Para o ano que chega, Braga sugere um exercício para ser feito diante do espelho: durante aquele exame solitário de consciência em que sopesamos erros e acertos para medir os quilos da nossa alma, procure ver a si mesmo como se fosse alguém a quem quisesse ridicularizar. Pense nos seus próprios pecados com algum carinho. “Quem sabe a virtude de que você mais se envaidece é menos uma virtude do que medo de polícia, ou, mais comumente, do ridículo?”

O crime, já sabemos, não compensa. Mas e a virtude, afinal, compensará? “Espero que sim, mas talvez só no outro mundo”, palpita o cronista. Neste nosso, não sabe dizer. “Conheço pessoas virtuosas que me parecem tão azedas, tão infelizes, tão entediadas, tão sem graça com a própria virtude” que dá vontade de sugerir uma escorregada: “Peque pelo menos uma vezinha, sim? É bom para relaxar”. Algumas máculas saem fácil, só com água e sabão.

Mas ai de quem busca a felicidade só em pecados e sujeiras. A não ser que a pessoa tenha “mesmo muita vocação para essas coisas”, o que é raríssimo, o desgosto é inevitável. No geral, “a maior parte dos sujos tem uma inveja secreta e imensa dos honrados, dos limpos”, e sofrem com isso. Tanto quanto os “que vivem além do gabarito da própria virtude”. Na sabedoria da balança, Rubem Braga deixa seus Votos para o Ano-Novo: “muitas virtudes e boas ações e alguns pecados agradáveis, excitantes, discretos e, principalmente, bem-sucedidos”.

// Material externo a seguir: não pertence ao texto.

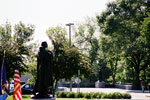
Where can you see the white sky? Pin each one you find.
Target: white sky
(48, 13)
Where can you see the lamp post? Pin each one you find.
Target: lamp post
(69, 24)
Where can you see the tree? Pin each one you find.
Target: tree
(16, 47)
(67, 61)
(121, 20)
(86, 39)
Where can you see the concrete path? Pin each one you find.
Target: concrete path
(136, 94)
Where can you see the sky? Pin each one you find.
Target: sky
(48, 13)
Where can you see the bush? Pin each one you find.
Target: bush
(115, 95)
(99, 95)
(126, 96)
(70, 95)
(79, 95)
(93, 95)
(104, 96)
(87, 95)
(61, 94)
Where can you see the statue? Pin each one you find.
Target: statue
(44, 72)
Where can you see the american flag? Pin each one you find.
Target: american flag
(17, 86)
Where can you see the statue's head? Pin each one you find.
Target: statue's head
(44, 44)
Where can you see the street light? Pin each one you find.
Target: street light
(69, 24)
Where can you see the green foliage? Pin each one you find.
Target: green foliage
(122, 21)
(16, 45)
(67, 61)
(92, 95)
(79, 95)
(61, 94)
(70, 95)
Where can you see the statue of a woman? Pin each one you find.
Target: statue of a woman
(44, 72)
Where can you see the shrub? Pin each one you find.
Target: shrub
(126, 96)
(79, 95)
(61, 94)
(115, 95)
(99, 95)
(87, 95)
(93, 95)
(70, 95)
(104, 96)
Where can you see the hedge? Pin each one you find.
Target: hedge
(93, 95)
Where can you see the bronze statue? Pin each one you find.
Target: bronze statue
(44, 72)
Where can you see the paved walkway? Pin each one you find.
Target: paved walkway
(136, 94)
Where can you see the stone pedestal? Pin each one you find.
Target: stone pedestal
(99, 84)
(44, 99)
(41, 98)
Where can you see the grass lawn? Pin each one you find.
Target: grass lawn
(27, 97)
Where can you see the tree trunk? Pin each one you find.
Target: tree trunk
(137, 81)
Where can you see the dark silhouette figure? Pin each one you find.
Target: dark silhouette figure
(44, 72)
(100, 75)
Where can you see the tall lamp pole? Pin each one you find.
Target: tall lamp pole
(69, 24)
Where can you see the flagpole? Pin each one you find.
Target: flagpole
(2, 69)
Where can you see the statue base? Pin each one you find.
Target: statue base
(49, 98)
(43, 99)
(99, 84)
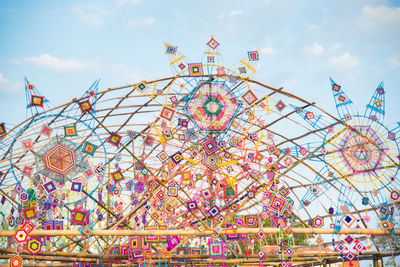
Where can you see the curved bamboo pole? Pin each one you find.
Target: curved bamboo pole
(184, 232)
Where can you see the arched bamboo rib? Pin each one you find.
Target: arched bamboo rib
(183, 232)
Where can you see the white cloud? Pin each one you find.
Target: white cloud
(267, 50)
(139, 23)
(7, 86)
(90, 14)
(314, 50)
(50, 62)
(235, 12)
(382, 14)
(124, 3)
(393, 61)
(337, 46)
(346, 61)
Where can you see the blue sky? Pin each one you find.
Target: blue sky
(63, 46)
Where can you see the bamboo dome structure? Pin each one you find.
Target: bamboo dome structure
(207, 167)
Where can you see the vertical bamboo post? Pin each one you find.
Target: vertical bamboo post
(375, 260)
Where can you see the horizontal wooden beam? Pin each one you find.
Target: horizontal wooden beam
(183, 232)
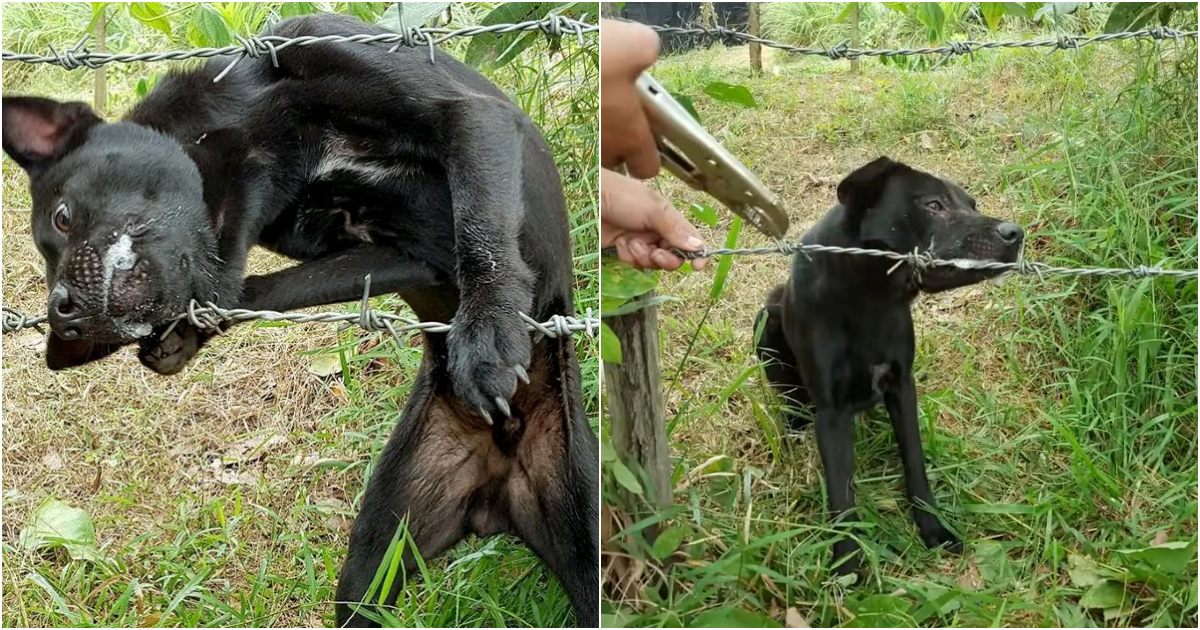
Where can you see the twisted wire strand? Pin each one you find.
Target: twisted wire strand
(270, 45)
(843, 49)
(923, 261)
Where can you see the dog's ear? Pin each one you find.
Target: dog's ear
(61, 354)
(863, 187)
(40, 131)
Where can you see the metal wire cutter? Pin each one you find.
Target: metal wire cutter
(694, 156)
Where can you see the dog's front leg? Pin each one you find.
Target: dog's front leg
(334, 279)
(489, 345)
(901, 403)
(835, 441)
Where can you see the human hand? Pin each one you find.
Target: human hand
(643, 226)
(627, 49)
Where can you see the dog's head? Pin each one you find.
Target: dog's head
(893, 207)
(120, 219)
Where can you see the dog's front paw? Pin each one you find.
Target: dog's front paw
(168, 354)
(936, 535)
(489, 354)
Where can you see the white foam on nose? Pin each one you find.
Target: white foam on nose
(119, 257)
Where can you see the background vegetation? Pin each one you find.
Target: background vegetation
(1059, 415)
(222, 496)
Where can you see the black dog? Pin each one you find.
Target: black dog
(354, 160)
(839, 335)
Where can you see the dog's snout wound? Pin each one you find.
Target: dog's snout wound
(1009, 232)
(119, 257)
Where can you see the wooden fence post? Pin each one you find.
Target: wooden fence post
(855, 11)
(755, 48)
(100, 77)
(634, 400)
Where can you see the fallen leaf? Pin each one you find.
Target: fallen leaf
(795, 619)
(325, 365)
(52, 461)
(58, 525)
(927, 141)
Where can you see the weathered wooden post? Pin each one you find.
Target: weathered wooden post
(755, 47)
(634, 400)
(855, 10)
(100, 77)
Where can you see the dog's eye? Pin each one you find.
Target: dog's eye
(61, 217)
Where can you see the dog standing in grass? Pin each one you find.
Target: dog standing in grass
(838, 336)
(354, 160)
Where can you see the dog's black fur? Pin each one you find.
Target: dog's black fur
(354, 160)
(838, 336)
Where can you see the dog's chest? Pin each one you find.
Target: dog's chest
(355, 191)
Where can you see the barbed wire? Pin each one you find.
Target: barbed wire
(270, 45)
(210, 317)
(843, 51)
(923, 261)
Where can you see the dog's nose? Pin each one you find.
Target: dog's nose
(64, 311)
(1009, 233)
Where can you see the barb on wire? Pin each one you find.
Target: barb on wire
(271, 45)
(210, 316)
(922, 261)
(843, 51)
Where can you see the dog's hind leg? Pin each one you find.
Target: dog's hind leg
(552, 487)
(778, 359)
(425, 477)
(901, 403)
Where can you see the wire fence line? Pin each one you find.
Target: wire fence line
(923, 261)
(843, 49)
(271, 45)
(210, 317)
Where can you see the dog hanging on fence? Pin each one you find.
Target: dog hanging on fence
(354, 160)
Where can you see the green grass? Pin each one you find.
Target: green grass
(222, 497)
(1059, 414)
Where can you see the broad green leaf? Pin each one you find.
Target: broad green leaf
(153, 15)
(1108, 594)
(726, 262)
(367, 12)
(993, 13)
(1131, 16)
(414, 13)
(687, 102)
(703, 213)
(847, 12)
(208, 28)
(669, 540)
(1169, 558)
(292, 10)
(930, 15)
(610, 346)
(58, 525)
(1084, 571)
(729, 93)
(731, 617)
(993, 562)
(622, 280)
(881, 611)
(97, 11)
(496, 49)
(625, 477)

Mal conhecemos o recém-nascido ano e Carlos Drummond de Andrade já aparece com recomendações, logo para O primeiro dia, apesar do protesto imaginário de alguns leitores que, afundados em ressacas e ressalvas, prefeririam vê-lo em igual condição, e não trabalhando no jornal. “Pensei em ti, imaginei-te de ressaca e desemparado no hall do Ano-Novo, precisando de conselho e camaradagem, e sacrifiquei minha celebração para te assistir nesta hora”, explicou-se o poeta altruísta.

“Toma o teu sal de frutas, amigo, e começa o batente hoje mesmo, se queres estar em dia com os novos tempos”, recomenda. Limpa a tua casa, ou, se ela for grande, apenas o escritório. Se fizer calor, basta limpar a prateleira do banheiro. O importante é o gesto simbólico da limpeza. “Sê moderado, porém não abstêmio, cauto, porém não medroso, paciente, porém não mártir, delicado, porém não baboso, alegre, porém não palhaço.” À amizade, reserva “o largo território que lhe é próprio”. Trata mulheres e crianças com carinho, “defendendo-te, porém, de arranhões de uma e fraldas mal postas de outras”. Cultiva teu gosto ou tua mania, “desde que não perturbem o próximo”. Na medida do possível, isto é, “daquilo que está em seu poder”, sê feliz. Fujamos de aborrecimentos e amemos “os ócios tranquilos, num lugar de sombra ou de sol”, o máximo possível, neste ano que agora chega.

E como se não bastasse a crônica de Drummond, não custa lembrar de alguns versos de seu poema “Reinauguração”, escrito entre o gasto dezembro e o florido janeiro: “Prosseguimos. Reinauguramos. Abrimos olhos gulosos/ a um sol diferente que nos acorda para os/ descobrimentos”. Pois somos todos, afinal, “uma fraternidade, um território, um país/ que começa outra vez no canto do galo de primeiro de janeiro/ e desenvolve na luz o seu frágil projeto de felicidade”.